Bußgeld durch italienische Datenschutzbehörde wegen E-Mail-Verletzung
Die italienische Datenschutzbehörde (Garante) hat eine Geldbuße in Höhe von 40.000 EUR gegen ein Unternehmen verhängt. Grund war die Verletzung der Vertraulichkeit eines E-Mail-Kontos eines ehemaligen Mitarbeiters.
Die italienische Datenschutzbehörde hat gegen ein Unternehmen eine Geldbuße von 40.000 EUR verhängt.
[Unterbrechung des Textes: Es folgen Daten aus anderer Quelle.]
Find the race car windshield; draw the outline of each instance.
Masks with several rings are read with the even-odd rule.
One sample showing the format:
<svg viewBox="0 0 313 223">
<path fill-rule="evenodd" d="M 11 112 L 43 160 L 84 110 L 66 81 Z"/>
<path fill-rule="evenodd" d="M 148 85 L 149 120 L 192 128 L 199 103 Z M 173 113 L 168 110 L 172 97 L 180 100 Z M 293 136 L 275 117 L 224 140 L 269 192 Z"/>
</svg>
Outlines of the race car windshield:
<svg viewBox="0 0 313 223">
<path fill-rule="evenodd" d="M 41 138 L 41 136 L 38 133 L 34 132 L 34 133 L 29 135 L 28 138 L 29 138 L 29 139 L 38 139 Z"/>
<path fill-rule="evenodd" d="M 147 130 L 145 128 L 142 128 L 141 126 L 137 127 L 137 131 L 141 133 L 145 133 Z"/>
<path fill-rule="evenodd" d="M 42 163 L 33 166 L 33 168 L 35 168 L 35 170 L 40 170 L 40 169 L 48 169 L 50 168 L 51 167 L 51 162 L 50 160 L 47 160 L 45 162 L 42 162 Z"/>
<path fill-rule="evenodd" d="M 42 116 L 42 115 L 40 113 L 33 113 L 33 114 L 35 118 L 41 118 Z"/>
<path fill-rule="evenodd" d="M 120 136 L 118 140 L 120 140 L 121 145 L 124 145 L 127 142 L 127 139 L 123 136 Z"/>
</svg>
Der Verstoß betrifft die Vertraulichkeit eines E-Mail-Kontos. Das Unternehmen griff auf das Konto eines Mitarbeiters zu, nachdem dessen Arbeitsverhältnis beendet war. Die Maßnahme erfolgte nach einer Untersuchung der italienischen Aufsichtsbehörde.
Der Sachverhalt zeigt die Grenzen der Zugriffsberechtigung auf geschäftliche Kommunikation auf. Auch nach dem Ausscheiden eines Mitarbeiters bleibt der Schutz der Privatsphäre bestehen. Ein unbefugter Zugriff auf private Inhalte in geschäftlichen E-Mail-Konten stellt eine Verletzung der DSGVO dar. Die Behörde stützt ihre Entscheidung auf die geltenden Prinzipien der Integrität und Vertraulichkeit gemäß EDPB-Mitteilung.
Für Unternehmen ergeben sich daraus konkrete Compliance-Anforderungen:
- Die Trennung von geschäftlichen und privaten Daten in E-Mail-Systemen sollte technisch sichergestellt sein.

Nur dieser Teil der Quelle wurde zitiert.